Substitute decision-makers unprepared for end-of-life choices

A middle aged woman and an older man with a cane walking arm in arm.

Our new study has shed light on the experience of people called upon to make medical decisions for loved ones and found them to be largely unsupported and unprepared for the role.  

Despite our rapidly ageing population and legislation across every Australian jurisdiction allowing for substituted medical decision-making, the study has identified real gaps in available support and information to help people make these weighty decisions with greater confidence and ease.  

People are frequently called upon to act as substitute decision-maker (SDM) when a loved is approaching end-of-life and are no longer able to make their own medical decisions. SDMs may be formally appointed to the role, or automatically eligible through family relationship (e.g. spouse) as stipulated under legislation, which varies across Australia.  

The study found that 13% of people surveyed said that they had acted as SDM, but reported low to moderate understanding of the role. Only 33% of those surveyed were aware of the laws surrounding substitute decision-making.  

The study also found that around 60% of people identified a doctor or health professional as their preferred source of support and information about their SDM role, yet few reported receiving any support from them.  

ACPA led the national cross-sectional study of more than 1000 participants and says they are unsurprised by the findings but believes it builds further evidence that both the public and health professionals need more education and support for advance care planning.  

"Imagine being thrust into a job you didn't apply for, given no training and then you’re expected to make life-and-death decisions for a loved one. That's effectively what happens every day in Australian hospitals,” explains Dr Karen Detering, study co-author, and renowned expert in advance care planning, with a background in respiratory medicine.   

ACPA offers a range of online resources and a free helpline to support people making medical decisions for others, but emphasises that doctors and health professionals play a critical role in supporting and educating the Australian public regarding both substitute decision-making and advance care planning.  

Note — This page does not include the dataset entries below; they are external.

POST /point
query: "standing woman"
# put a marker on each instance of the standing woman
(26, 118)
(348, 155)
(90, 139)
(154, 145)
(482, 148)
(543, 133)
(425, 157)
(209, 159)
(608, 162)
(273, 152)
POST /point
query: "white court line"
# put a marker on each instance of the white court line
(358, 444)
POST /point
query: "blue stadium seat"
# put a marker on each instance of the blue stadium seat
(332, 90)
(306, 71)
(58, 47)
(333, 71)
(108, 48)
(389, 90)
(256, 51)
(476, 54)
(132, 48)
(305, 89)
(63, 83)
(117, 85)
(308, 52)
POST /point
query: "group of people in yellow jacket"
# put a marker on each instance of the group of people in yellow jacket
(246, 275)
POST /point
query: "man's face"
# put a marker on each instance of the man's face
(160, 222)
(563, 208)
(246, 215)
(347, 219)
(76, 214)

One of the biggest barriers in the healthcare sector supporting people with advance care planning is lack of confidence in leading these sometimes tough conversations and lack of time.  

“We can’t underestimate the real pressures that exist in our busy hospitals and healthcare system, but we also cannot ignore that health professionals have legal and ethical obligations to provide much needed information and support to help very stressed and overwhelmed people who are faced with these decisions,” says Dr Detering.